Still, Friday's game -- a 7-3 decision against the Milwaukee Brewers, with 26,307 in attendance -- fizzled into a fourth consecutive defeat because of the latest weak performance from a usually muscular offense. For the Nationals, the lowly run productivity is a deviation -- the team has the third-best batting average in the National League -- but it's also saddled the games of the last week. This homestand, Washington has now scored 3, 4, 1 and 3 runs. This, from an offense that averaged 6.0 runs per game from July 25 until Aug. 16.
So what happened? Formidable opposing pitching explains part of it. Colorado, the first opponent this week, used Ubaldo Jiménez, Jason Marquis and Jason Hammel -- a trio interim manager Jim Riggleman described as perhaps the toughest of the season. Milwaukee, though, relied on Braden Looper, a middling starter with a 5.03 ERA. Looper held the Nationals to four hits -- including an Adam Dunn first-inning homer -- through six, and then the bullpen finished it off. Todd Coffey threw just eight pitches in a perfect seventh. He threw eight more in a perfect eighth.
"Hitting goes in cycles," Dunn said. "Our pitchers are keeping us in the games. We just haven't been able to score runs like we have or we need to."
Before Trevor Hoffman could come on in the ninth for his 581st save, and his first at Nationals Park, Washington reliever Jorge Sosa hijacked the save opportunity, turning a two-run game into a five-run game in the top of the ninth. Sosa, to start the inning, allowed three consecutive singles, then a walk, then another single, as Milwaukee padded its lead.
Hoffman surfaced in the ninth and immediately gave up Ryan Zimmerman's 25th home run of the year, but he retired the final three in order.

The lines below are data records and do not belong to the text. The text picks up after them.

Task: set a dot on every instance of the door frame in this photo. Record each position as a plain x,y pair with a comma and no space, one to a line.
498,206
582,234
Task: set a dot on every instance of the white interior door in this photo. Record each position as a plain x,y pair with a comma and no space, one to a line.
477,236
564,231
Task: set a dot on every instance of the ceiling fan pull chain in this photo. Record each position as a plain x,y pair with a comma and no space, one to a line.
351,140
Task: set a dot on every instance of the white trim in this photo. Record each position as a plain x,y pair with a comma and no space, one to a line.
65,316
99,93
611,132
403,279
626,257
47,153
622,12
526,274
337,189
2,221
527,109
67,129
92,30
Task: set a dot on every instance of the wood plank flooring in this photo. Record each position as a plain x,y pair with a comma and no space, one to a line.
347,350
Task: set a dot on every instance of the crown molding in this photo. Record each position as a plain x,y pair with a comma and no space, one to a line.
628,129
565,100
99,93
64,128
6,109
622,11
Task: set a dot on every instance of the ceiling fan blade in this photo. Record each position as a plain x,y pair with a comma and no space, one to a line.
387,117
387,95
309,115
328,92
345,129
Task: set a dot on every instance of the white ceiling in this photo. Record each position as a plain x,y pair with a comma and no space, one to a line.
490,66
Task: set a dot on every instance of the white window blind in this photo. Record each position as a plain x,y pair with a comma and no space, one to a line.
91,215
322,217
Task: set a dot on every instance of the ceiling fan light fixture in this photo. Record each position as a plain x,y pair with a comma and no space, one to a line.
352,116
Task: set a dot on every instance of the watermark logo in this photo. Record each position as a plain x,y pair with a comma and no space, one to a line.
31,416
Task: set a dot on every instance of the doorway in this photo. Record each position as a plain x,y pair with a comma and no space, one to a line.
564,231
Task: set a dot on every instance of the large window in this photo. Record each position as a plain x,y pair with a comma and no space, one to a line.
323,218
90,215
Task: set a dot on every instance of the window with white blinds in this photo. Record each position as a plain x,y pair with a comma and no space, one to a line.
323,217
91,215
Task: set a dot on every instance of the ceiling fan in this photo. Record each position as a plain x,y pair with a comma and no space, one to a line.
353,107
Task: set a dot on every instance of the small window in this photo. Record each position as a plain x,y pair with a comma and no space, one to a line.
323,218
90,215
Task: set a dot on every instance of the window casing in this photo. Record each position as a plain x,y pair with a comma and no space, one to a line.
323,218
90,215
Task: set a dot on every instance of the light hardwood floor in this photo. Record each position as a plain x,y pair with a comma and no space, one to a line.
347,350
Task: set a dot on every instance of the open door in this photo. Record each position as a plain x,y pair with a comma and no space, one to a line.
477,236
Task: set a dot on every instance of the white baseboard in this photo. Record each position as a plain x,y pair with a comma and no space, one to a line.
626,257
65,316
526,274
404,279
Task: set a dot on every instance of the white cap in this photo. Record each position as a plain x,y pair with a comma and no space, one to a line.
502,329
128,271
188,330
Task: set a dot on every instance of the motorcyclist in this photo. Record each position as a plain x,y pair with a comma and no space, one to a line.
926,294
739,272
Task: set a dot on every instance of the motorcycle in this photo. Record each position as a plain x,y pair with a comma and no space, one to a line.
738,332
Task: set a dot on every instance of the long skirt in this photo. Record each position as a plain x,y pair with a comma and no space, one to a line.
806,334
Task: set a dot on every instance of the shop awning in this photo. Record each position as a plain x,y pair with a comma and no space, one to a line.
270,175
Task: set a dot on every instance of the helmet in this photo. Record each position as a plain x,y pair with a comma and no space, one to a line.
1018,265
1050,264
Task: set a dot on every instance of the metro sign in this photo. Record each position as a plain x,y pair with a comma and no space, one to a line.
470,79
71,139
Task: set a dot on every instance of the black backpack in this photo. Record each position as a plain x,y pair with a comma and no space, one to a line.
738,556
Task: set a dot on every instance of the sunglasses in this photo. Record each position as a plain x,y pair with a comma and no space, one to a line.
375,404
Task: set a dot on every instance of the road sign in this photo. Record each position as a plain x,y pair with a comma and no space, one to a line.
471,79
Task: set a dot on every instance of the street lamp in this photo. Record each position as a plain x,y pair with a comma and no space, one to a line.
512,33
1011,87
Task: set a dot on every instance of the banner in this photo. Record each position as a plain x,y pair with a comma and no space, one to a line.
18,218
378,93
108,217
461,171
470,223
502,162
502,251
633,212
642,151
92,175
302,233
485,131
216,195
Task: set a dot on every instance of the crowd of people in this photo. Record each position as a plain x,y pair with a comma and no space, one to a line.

"For the most part in that game we were down a couple runs and Milwaukee had three runs, four runs," Riggleman said. "The message I said to our ballclub: When the other club has got four runs, we [should] win those games, and that has not been the case the last few days."
Washington fell behind in the earlier innings on account of two home runs given up by starter J.D. Martin (6 2/3 innings, four earned runs). A paint-the-corners soft-tosser who thrived with Class AAA Syracuse before his call-up, Martin has learned in the big leagues about his scant margin for errors. When he misses the corners, balls travel.
Martin only permitted four runs against Milwaukee, but three of those came from home runs -- a Prince Fielder two-run launch just several feet beyond the center field wall in the first, and a Casey McGehee solo homer that sailed over the left field visitor's bullpen in the fourth. Martin has allowed seven home runs in 34 innings, or 1.85 per nine innings. Only one Nationals starter, Collin Balester, has a poorer rate. Three times in his last five outings, Martin has given up at least two blasts. Just for perspective, the Nationals are 6-26 this season when giving up two or more home runs.
"I feel like I made a couple mistakes and they capitalized on it," Martin said. "And otherwise I felt great."